Friday, April 11, 2014

Should you pay for a MOOC-based certification in R?

My simple response is no. Instead, you should use the portfolio you create as part of your learning to aggressively market yourself to people who care about the kinds of things you can do for them. That's where you will get the payoff, and it's the only proof that really matters.

This said, I have occasionally paid for certifications. Why don't MOOCs teaching R, even very good ones, pass the test?

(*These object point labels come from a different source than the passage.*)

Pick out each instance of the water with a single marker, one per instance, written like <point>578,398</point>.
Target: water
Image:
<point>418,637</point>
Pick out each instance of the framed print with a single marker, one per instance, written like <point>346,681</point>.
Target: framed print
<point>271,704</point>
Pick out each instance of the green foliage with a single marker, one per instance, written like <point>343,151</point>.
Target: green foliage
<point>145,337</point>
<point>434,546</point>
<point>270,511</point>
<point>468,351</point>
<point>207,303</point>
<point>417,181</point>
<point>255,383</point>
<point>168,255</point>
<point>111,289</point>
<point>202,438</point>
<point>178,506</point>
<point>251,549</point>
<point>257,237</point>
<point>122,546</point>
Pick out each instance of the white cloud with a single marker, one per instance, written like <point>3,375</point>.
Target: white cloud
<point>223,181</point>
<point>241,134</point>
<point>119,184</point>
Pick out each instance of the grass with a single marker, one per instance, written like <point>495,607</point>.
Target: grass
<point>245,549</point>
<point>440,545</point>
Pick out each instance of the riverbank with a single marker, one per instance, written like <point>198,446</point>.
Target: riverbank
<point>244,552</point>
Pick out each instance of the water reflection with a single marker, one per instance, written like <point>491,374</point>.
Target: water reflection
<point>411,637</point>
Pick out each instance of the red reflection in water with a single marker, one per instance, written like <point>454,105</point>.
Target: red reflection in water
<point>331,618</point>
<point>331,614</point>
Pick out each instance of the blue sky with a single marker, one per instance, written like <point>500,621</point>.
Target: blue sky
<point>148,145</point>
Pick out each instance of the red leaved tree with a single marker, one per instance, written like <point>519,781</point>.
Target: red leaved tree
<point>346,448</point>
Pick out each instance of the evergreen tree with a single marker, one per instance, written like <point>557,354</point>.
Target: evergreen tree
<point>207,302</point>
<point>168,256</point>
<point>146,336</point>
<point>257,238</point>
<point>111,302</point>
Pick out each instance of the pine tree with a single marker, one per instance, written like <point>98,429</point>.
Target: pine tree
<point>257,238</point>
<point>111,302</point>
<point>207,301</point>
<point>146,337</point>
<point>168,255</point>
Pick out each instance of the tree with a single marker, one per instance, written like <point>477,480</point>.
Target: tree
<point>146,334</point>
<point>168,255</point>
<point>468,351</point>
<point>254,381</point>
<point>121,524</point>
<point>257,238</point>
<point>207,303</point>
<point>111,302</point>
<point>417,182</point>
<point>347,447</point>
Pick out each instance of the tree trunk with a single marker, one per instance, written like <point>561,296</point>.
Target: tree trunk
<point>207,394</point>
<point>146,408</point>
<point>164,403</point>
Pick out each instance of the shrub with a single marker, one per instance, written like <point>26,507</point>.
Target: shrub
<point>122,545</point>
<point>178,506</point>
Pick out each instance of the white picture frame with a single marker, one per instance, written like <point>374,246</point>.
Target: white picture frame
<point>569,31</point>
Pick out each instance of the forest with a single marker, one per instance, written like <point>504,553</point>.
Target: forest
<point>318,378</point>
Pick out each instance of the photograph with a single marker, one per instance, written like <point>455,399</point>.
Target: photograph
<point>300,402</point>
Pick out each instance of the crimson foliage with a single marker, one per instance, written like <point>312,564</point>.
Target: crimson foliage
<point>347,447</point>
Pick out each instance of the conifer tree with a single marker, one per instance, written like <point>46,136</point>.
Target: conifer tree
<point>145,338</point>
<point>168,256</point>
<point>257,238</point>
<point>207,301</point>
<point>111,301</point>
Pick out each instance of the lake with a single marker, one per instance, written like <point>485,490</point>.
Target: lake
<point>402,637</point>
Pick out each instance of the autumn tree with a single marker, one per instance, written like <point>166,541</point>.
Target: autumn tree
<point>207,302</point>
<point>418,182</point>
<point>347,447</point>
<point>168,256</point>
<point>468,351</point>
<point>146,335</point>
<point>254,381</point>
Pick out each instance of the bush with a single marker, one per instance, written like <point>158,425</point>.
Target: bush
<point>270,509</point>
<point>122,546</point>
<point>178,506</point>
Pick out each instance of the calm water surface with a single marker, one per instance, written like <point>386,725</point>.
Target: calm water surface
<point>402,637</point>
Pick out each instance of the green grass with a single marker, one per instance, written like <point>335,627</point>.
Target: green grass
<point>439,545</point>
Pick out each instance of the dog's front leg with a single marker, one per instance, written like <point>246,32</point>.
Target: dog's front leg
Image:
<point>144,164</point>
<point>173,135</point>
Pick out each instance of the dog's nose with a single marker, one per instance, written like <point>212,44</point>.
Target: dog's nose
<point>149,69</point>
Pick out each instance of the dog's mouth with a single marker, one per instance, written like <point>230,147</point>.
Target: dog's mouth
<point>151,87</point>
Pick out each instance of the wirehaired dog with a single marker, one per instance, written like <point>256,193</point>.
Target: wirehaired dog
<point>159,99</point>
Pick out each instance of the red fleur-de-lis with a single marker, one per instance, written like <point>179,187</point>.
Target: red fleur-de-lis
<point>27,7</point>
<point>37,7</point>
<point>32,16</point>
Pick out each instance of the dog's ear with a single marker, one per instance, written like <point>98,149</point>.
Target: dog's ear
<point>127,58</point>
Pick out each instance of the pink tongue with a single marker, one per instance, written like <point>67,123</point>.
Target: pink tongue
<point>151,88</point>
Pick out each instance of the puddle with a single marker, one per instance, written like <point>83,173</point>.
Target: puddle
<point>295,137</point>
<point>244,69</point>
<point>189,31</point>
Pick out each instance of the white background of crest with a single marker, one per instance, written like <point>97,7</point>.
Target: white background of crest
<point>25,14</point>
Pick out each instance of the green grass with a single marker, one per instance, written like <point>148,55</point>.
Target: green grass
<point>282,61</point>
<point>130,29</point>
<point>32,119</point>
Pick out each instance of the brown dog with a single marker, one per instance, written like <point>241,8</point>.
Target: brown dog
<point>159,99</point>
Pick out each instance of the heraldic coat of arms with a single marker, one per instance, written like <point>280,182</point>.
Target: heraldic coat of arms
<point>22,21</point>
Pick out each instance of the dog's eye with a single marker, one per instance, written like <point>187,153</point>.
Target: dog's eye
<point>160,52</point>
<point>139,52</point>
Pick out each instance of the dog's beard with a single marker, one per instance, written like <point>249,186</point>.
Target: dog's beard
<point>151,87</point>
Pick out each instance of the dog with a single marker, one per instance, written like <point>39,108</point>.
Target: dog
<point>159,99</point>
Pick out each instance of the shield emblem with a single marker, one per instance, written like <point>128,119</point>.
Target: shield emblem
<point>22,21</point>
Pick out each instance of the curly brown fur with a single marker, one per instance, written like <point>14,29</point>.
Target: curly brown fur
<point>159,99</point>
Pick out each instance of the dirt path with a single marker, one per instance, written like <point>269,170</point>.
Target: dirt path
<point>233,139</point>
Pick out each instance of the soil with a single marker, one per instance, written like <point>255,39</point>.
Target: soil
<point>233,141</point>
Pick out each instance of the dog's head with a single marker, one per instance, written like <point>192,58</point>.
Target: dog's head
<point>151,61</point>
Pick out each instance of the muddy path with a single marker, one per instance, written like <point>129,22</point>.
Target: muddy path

  • Paying does not entitle you to premium support or any support really. At most, it seems you pay just to guarantee that it's really you taking the course although, to be fair, this verification may itself have some incidental value. For instance one study group of students taking Coursera's Data Science Specialization use whether you are a paying, identity-verified course participant, as one criterion for joining them. If that's important to you, then paying might be worth it.
  • Employers don't really value certification unless the field is well understood and the certification tests can be used to differentiate ability in the market place. Learning R is of some value, but it's really being able to structure problems and derive useful answers that is the real value. MOOCs don't teach that, and MOOC certifications don't demonstrate you can do that.
  • The quality of MOOCs is uneven. For instance, even the excellent MITx MOOC I'm currently auditing, The Analytics Edge, has some glaring mistakes in one of the problem sets. If you've taken enough courses on quantitative analysis, you know that mistakes are bound to happen. The problem is that you have no real recourse other than complaining on the forums. Why pay for that?
So, in short, I say don't pay because it doesn't get me anything. When might I pay? If I could pay $300 or $400 and get real support, I'd consider it for certain topics. I might (and have) paid several thousand dollars for learning experiences that then give me access to verifiable earning opportunities. I've also paid up to $1000 for subscriptions to services that provide real analytic value.